Bishnu Prasad is an Indian politician. He was elected to the Lok Sabha, lower house of the Parliament of India from the Kaliabor Constituency of Assam as a member of the Indian National Congress. He was elected to, Assam Legislative Assembly from Samaguri (Vidhan Sabha constituency) in 1972 & was the Minister for Industry, Power, Irrigation, Flood Control, Trade and Commerce and Cooperative, Assam (1972–76); Chairman, Assam Financial Corporation, 1981–83; Chairman, Estimates Committee, Assam, Legislative Assembly, 1976–78. He was also the Chairman National Commission for Linguistic Minorities in India Government of India, a Constitutional Office under Article 350-B of the Constitution, 1988–90. He was a Member, Governing Body, Indian Council of World Affairs; Member, Governing Council, Indian Law Institute, New Delhi. Further he was the National Vice President, India-Russia Friendship Society.

==Political life==
He was General Secretary, 1967–69 and President, 1969–74, of Assam Pradesh Youth Congress. Thereafter, he was General Secretary, 1978–1983, & Vice President, 1983-2020 of Assam Pradesh Congress Committee. He is a Member of All India Congress Committee since 1972.

==Early life==
He did his matriculation from Nagaon Government High School and Graduated from Cotton College and his post graduation M.A. & LL B from Gauhati University.

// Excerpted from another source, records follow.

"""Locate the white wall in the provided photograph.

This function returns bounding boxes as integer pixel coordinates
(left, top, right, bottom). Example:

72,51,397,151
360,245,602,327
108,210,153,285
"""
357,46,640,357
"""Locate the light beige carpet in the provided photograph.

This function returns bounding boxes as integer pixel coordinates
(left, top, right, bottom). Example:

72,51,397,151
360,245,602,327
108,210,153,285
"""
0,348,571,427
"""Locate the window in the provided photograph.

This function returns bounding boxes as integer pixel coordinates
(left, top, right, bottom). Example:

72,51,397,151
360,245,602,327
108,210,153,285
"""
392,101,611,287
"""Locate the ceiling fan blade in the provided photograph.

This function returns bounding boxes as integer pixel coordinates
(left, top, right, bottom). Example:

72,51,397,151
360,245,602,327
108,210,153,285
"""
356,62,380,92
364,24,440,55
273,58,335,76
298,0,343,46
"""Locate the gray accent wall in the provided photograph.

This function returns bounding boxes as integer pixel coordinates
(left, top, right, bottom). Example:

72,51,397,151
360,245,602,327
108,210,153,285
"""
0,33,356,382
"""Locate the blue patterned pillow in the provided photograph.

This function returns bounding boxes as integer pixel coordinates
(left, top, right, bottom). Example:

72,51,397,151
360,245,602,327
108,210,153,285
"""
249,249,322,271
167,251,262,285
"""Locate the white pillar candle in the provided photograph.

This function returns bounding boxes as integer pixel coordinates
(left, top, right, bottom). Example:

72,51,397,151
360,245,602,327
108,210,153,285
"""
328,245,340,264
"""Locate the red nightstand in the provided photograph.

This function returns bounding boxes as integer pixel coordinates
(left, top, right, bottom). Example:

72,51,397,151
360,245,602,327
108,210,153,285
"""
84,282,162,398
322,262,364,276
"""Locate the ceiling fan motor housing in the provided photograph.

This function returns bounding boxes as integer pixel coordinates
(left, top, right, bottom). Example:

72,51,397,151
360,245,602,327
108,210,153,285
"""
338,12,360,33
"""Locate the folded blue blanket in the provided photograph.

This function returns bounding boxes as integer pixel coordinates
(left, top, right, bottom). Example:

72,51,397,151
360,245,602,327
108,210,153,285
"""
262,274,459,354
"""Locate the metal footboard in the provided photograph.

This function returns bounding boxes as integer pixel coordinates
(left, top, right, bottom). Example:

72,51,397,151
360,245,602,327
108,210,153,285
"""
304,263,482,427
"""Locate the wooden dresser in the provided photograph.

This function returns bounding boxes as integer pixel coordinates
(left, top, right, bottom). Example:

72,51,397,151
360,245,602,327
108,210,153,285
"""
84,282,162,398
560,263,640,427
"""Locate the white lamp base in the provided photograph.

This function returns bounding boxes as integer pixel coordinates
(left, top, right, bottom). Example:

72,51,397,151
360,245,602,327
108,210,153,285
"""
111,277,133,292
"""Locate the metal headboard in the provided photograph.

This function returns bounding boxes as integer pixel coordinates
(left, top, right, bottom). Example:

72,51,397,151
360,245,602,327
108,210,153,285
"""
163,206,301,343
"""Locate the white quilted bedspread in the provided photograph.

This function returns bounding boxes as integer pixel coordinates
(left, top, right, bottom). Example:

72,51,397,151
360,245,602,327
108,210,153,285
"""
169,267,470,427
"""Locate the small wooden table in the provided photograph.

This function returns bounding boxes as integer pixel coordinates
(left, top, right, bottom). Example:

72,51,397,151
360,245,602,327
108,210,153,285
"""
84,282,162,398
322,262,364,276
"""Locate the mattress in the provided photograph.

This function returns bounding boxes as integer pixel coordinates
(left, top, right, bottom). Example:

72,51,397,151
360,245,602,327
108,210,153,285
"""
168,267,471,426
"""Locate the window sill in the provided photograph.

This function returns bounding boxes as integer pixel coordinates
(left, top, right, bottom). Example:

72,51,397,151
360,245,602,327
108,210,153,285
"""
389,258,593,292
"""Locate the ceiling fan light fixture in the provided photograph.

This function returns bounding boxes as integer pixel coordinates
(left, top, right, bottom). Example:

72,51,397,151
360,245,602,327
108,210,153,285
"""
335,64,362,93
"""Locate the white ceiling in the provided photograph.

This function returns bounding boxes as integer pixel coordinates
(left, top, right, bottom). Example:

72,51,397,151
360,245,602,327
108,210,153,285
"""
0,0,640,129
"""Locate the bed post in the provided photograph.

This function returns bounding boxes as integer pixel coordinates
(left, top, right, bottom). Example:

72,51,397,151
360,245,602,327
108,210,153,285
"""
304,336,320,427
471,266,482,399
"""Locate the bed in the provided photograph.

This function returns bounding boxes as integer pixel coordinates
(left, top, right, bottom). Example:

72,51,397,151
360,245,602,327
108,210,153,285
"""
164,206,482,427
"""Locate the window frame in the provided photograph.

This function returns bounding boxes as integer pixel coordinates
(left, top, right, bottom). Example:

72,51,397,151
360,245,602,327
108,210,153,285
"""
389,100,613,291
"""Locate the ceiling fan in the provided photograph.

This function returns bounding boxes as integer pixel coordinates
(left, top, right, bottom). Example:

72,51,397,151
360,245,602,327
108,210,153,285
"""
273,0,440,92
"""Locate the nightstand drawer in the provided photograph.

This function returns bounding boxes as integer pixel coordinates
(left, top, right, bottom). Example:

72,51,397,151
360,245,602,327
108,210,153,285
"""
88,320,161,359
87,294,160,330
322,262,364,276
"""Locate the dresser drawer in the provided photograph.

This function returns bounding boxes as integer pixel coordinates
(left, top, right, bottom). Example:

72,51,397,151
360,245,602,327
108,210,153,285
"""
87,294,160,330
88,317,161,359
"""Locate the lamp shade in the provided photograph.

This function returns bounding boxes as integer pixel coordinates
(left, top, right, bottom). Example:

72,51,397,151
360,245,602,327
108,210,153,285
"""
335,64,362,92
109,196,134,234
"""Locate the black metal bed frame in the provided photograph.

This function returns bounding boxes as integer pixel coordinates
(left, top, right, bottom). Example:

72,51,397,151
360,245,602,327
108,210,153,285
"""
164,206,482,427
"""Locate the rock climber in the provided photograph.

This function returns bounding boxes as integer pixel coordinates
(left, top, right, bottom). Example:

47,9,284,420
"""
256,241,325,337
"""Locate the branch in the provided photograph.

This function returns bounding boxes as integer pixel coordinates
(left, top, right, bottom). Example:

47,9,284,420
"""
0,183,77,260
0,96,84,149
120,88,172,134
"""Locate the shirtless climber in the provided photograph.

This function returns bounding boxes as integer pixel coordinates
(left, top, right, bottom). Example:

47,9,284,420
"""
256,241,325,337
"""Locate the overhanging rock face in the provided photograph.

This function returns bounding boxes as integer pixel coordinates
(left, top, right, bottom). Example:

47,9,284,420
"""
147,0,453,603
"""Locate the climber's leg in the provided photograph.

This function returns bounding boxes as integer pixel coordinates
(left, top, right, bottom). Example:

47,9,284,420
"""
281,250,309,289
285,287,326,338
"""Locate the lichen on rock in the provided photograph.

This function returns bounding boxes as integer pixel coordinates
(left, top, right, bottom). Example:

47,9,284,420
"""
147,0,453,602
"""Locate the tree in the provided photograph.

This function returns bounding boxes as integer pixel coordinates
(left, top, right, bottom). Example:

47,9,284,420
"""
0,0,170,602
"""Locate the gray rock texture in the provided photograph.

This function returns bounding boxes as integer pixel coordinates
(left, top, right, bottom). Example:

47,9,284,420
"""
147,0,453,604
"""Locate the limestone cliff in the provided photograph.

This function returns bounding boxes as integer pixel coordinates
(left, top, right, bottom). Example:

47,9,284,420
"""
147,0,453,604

He was the founder General Secretary of Cotton College Hostel Boarders Association, 1961 & founder General Secretary of Assam Non-party Student's Association, 1960.
He is an Advocate and had joined the Gauhati High Court in the year 1969 and subsequently joined the Supreme Court of India in the year 1985. He is a Member of the Indian Arbitration Council.

==Writings==
His writings have appeared in dailies and literary journals since 1960 and he has authored 2 books "Modar Phular Gondh", 1974 & "Smriti Aru Chinta", 1990.